Karla Garcia Luiz – A nossa educação é extremamente capacitista. Temos um único jeito de dar aula, às vezes um único meio de fazer avaliação. É muito difícil fazer os profissionais pensarem que a gente pode aferir aprendizagem de outra forma que não seja com prova escrita, por exemplo. Esse tipo de estrutura vai determinar como nos relacionamos com os outros.
Mariana Rosa – A escola quebra padrões ao proporcionar espaços de produção de conhecimento e relações em que as pessoas convivem umas com as outras a partir de suas diferenças e não apesar delas. Ou seja, um convívio na diversidade, a experiência de ter pessoas com comportamentos diferentes dos meus, com modos de se locomover diferentes dos meus, maneiras de se expressar diversas etc. Isso faz com que a gente amplie o repertório, passando a compreender melhor essas pessoas que são mal interpretadas.
À medida em que a escola fomenta essa convivência e faz dela parte do currículo, a discussão se politiza, no sentido de entender quais são as relações que fazem com que uma pessoa, por ter determinadas características, viva uma experiência de desigualdade ou opressão.

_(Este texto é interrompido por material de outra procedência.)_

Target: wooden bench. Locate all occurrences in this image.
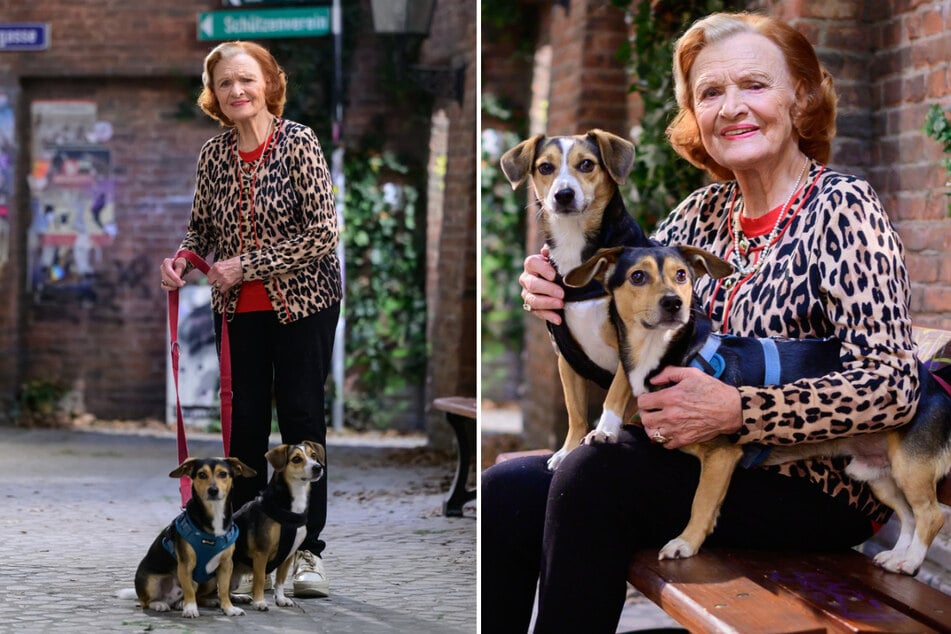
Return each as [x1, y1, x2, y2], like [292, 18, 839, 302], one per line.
[496, 449, 951, 634]
[497, 328, 951, 634]
[433, 396, 478, 517]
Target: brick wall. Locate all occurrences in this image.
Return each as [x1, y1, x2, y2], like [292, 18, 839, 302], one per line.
[420, 2, 478, 446]
[0, 0, 216, 419]
[0, 0, 477, 442]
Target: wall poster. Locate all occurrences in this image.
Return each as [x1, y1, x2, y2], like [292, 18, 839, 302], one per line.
[27, 100, 116, 297]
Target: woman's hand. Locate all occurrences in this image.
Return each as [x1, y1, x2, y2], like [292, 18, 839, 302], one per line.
[518, 246, 565, 324]
[637, 366, 743, 449]
[208, 256, 244, 293]
[161, 258, 187, 292]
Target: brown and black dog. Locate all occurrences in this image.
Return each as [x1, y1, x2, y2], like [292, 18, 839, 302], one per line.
[135, 458, 255, 618]
[565, 247, 951, 575]
[501, 130, 650, 469]
[231, 440, 327, 610]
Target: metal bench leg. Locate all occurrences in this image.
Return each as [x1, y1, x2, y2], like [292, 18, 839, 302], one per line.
[442, 413, 476, 517]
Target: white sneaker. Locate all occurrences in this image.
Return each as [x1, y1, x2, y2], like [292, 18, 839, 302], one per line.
[293, 550, 330, 598]
[233, 572, 274, 594]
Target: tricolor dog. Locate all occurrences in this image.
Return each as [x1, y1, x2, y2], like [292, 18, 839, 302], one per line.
[501, 130, 650, 469]
[565, 247, 951, 575]
[135, 458, 255, 618]
[232, 440, 326, 610]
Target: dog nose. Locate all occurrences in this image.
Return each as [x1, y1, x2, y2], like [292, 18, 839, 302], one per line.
[660, 295, 684, 315]
[555, 187, 575, 205]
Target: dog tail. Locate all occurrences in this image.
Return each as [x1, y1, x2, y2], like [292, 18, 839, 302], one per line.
[116, 588, 139, 600]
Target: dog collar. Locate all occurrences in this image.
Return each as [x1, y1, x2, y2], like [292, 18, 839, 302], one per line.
[690, 334, 782, 385]
[162, 511, 240, 583]
[690, 333, 782, 469]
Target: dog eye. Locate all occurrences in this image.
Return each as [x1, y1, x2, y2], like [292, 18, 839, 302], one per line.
[578, 159, 597, 174]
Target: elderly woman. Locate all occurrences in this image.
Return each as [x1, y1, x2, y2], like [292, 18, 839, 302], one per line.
[161, 42, 341, 597]
[482, 14, 918, 632]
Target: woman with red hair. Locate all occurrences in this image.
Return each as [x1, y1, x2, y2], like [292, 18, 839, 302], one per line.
[481, 13, 918, 633]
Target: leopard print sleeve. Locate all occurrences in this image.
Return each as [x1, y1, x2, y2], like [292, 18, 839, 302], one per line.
[740, 173, 918, 444]
[179, 137, 221, 262]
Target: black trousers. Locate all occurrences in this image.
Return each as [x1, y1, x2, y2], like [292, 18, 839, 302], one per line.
[215, 304, 340, 555]
[481, 427, 872, 634]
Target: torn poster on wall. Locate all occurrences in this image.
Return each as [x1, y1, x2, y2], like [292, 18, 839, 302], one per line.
[27, 100, 116, 296]
[0, 94, 15, 271]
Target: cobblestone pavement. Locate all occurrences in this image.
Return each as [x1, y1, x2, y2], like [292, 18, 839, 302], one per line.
[0, 427, 476, 634]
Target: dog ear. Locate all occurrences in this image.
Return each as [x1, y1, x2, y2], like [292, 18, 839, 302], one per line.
[677, 245, 733, 279]
[500, 134, 545, 189]
[264, 445, 291, 471]
[565, 247, 624, 288]
[588, 129, 634, 185]
[304, 440, 327, 464]
[225, 458, 258, 478]
[168, 458, 198, 478]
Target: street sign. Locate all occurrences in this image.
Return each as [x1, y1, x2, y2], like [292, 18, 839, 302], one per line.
[198, 7, 330, 40]
[0, 22, 50, 51]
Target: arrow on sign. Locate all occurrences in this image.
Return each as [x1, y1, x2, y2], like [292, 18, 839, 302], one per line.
[198, 14, 215, 37]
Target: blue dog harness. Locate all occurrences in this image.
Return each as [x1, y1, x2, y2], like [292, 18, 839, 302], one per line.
[690, 334, 782, 469]
[162, 511, 239, 583]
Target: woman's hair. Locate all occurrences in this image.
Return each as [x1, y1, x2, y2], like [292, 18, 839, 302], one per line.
[198, 42, 287, 126]
[667, 13, 837, 180]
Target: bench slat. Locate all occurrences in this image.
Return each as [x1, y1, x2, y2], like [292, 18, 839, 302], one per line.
[732, 551, 949, 633]
[629, 549, 951, 634]
[811, 551, 951, 632]
[433, 396, 478, 420]
[629, 549, 832, 634]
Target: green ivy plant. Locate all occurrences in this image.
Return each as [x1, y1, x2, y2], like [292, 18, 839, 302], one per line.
[342, 150, 428, 429]
[612, 0, 737, 230]
[480, 95, 526, 354]
[924, 104, 951, 212]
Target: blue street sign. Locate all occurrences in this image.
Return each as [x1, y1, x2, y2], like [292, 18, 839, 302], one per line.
[0, 22, 50, 51]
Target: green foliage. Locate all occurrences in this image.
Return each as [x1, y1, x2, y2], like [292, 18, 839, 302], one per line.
[343, 146, 428, 428]
[19, 379, 67, 414]
[481, 95, 526, 360]
[612, 0, 734, 229]
[923, 104, 951, 212]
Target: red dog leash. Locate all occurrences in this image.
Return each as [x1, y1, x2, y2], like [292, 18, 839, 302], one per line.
[168, 249, 232, 508]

Mariana Rosa – Quando a gente trabalha isso desde a infância, a curiosidade – que é quase ingênua – ainda não está contaminada pelos preconceitos do mundo e temos a oportunidade de construir saberes a partir de um outro lugar. Paulo Freire diz que a função do professor e da escola é transformar a curiosidade ingênua em uma curiosidade epistemológica. E como seria esse movimento na educação inclusiva? Se um estudante pergunta: “Ele não anda? Ele está em uma cadeira de rodas?” ou “Por que ele não fala?”, são questionamentos que nos dão a oportunidade de pensar sobre os diversos modos de as pessoas viverem, se comunicarem ou se locomoverem. É o momento de oportunizar isso.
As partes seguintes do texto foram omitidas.